El detalle que explica el tropezón «raro» de la edad adulta
Padres en buen estado físico que tropiezan al bajar de unas gradas o que pierden el equilibrio en movimientos antes sencillos. Esa escena —familiar para cualquiera que envejece— suele tener una explicación menos obvia: no es un problema de fuerza muscular, sino de comunicación entre el cerebro, los músculos y los sentidos. Es decir, de coordinación.
Según una publicación especializada en bienestar, la fisioterapeuta y docente Jaime Bayzick, de la Universidad Arcadia en Pensilvania, lo describe así: «Es bastante complejo. Requiere mucho equilibrio, sincronización y cambio de peso». En la juventud, esas señales se procesan en automático; con el paso del tiempo se vuelven más lentas y los movimientos que antes eran naturales empiezan a exigir esfuerzo consciente.
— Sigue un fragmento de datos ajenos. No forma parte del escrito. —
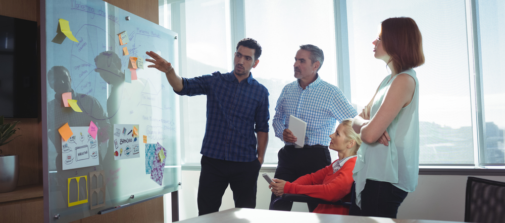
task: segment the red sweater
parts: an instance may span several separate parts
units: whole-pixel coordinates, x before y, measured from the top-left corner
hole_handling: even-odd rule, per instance
[[[352,186],[352,170],[357,158],[347,160],[344,166],[333,173],[333,163],[317,171],[307,174],[293,181],[286,182],[285,194],[306,194],[312,197],[335,202],[350,193]],[[338,160],[335,162],[338,161]],[[335,163],[335,162],[333,162]],[[349,214],[349,207],[332,204],[319,204],[314,213]]]

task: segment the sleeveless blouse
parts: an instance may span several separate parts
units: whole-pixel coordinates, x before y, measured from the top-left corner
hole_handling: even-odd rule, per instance
[[[419,173],[419,84],[416,71],[409,69],[406,73],[414,78],[416,88],[412,101],[402,108],[387,127],[390,141],[388,146],[378,142],[363,143],[358,152],[352,171],[356,182],[356,204],[361,207],[361,192],[367,179],[391,183],[405,191],[413,192],[417,186]],[[382,104],[391,83],[386,77],[379,88],[370,110],[371,119]]]

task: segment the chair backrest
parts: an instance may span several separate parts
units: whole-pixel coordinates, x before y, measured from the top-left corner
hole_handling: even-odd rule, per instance
[[[505,221],[505,182],[468,177],[465,222]]]

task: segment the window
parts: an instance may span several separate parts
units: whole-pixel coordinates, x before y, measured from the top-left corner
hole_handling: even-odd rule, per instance
[[[160,2],[164,1],[167,2]],[[420,82],[420,163],[505,165],[505,119],[500,115],[505,111],[501,87],[505,76],[499,69],[505,57],[499,53],[505,50],[500,41],[505,36],[501,28],[505,3],[501,1],[392,0],[387,5],[371,0],[321,0],[317,4],[307,0],[168,2],[172,3],[170,7],[160,5],[160,10],[164,9],[167,14],[166,9],[171,9],[171,15],[165,16],[171,19],[164,21],[171,21],[173,29],[180,34],[183,77],[231,71],[235,40],[243,37],[240,33],[256,39],[263,47],[260,62],[251,72],[270,94],[266,163],[276,163],[277,152],[283,145],[275,137],[271,120],[282,88],[295,80],[292,69],[298,46],[312,44],[323,49],[325,58],[320,75],[337,86],[345,84],[338,83],[342,77],[350,79],[348,99],[360,111],[389,73],[384,62],[373,55],[372,42],[378,26],[388,18],[405,16],[414,19],[419,27],[426,57],[425,63],[415,69]],[[347,14],[342,22],[346,28],[335,31],[339,25],[335,10],[340,10],[338,16]],[[349,54],[339,60],[337,48],[342,41]],[[348,72],[339,71],[345,66],[349,67]],[[182,97],[181,101],[183,163],[198,164],[205,96]],[[332,157],[334,160],[336,155]]]
[[[503,129],[505,118],[505,76],[501,71],[505,65],[505,50],[503,28],[505,21],[505,3],[500,1],[479,1],[479,25],[481,50],[483,125],[485,128],[483,159],[481,163],[487,165],[505,163]]]
[[[347,2],[353,102],[359,107],[368,104],[390,73],[373,54],[372,42],[380,22],[390,17],[413,18],[423,36],[426,58],[415,68],[419,81],[420,163],[473,165],[468,65],[473,58],[469,59],[465,2],[398,0],[383,5]]]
La buena noticia: la coordinación, como la fuerza, se puede entrenar.
Qué se entrena cuando se entrena la coordinación
«El entrenamiento de la coordinación le enseña al cuerpo a usar la fuerza y la forma física bajo presión, imprevisibilidad y distracción», explicó Bill McGehee, profesor y experto en rehabilitación de la Facultad de Medicina de la Universidad Tufts, citado por la misma publicación. Los especialistas remarcan que se puede lograr avances con pocos minutos por día, y que el beneficio no se queda en el cuerpo: investigaciones citadas en el reporte sugieren que también podría favorecer la función cognitiva con los años.
«Envejecer no consiste solo en mantenerse fuerte, sino en mantener la adaptabilidad del cerebro», agregó Bayzick. Como el cerebro aprende mejor cuando está ocupado, la mayoría de los entrenamientos de coordinación recurren a movimientos novedosos y un poco lúdicos.
Una rutina de menos de 15 minutos
Los especialistas sugieren probar el siguiente circuito dos o tres veces por semana, o intercalar algunos movimientos a lo largo del día. Único equipo necesario: una pelota de tenis o cualquier pelota blanda que entre en la mano.
- Balanceos con brazos opuestos (30 segundos): brazos arriba, columna neutra. Balancear un brazo hacia adelante y el otro hacia atrás. Cuando salga fluido, invertir la dirección.
- Marcha contralateral (30 segundos): de pie, levantar el brazo izquierdo por encima de la cabeza mientras se eleva la rodilla derecha a 90 grados. Pausa de un segundo y se invierte.
- Malabares simples (60 segundos): con una pelota, arco suave de la mano dominante a la otra y vuelta. Para subir el nivel, sumar una palmada entre lanzamientos o trabajar con dos pelotas.
- Lanzamiento de pelota en equilibrio (10 por lado): parado sobre una pierna, rodilla opuesta a 90 grados, pasar la pelota de una mano a la otra sin perder la base.
- Zancadas con salto (20 por lado): levantar una rodilla a 90 grados con un pequeño rebote, alternando lados y brazos al ritmo de una marcha enérgica.
- Gateo del oso (5 pasos por lado o 30 segundos): en cuatro apoyos con rodillas a un par de centímetros del suelo, avanzar moviendo mano y pie opuestos, manteniendo el abdomen activo.
Cómo seguir desafiando al cerebro
Cuando los movimientos empiezan a sentirse demasiado naturales, conviene introducir variantes para que el cerebro tenga que seguir adaptándose: cerrar los ojos al hacer el lanzamiento en equilibrio, por ejemplo, o sumar el llamado «entrenamiento de doble tarea» —hacer el ejercicio mientras se resuelve un cálculo mental o se recita el abecedario al revés—.
Ante dolor articular persistente, mareos al cambiar de posición o cualquier limitación particular, lo aconsejable es consultar antes con un profesional del movimiento o de la salud.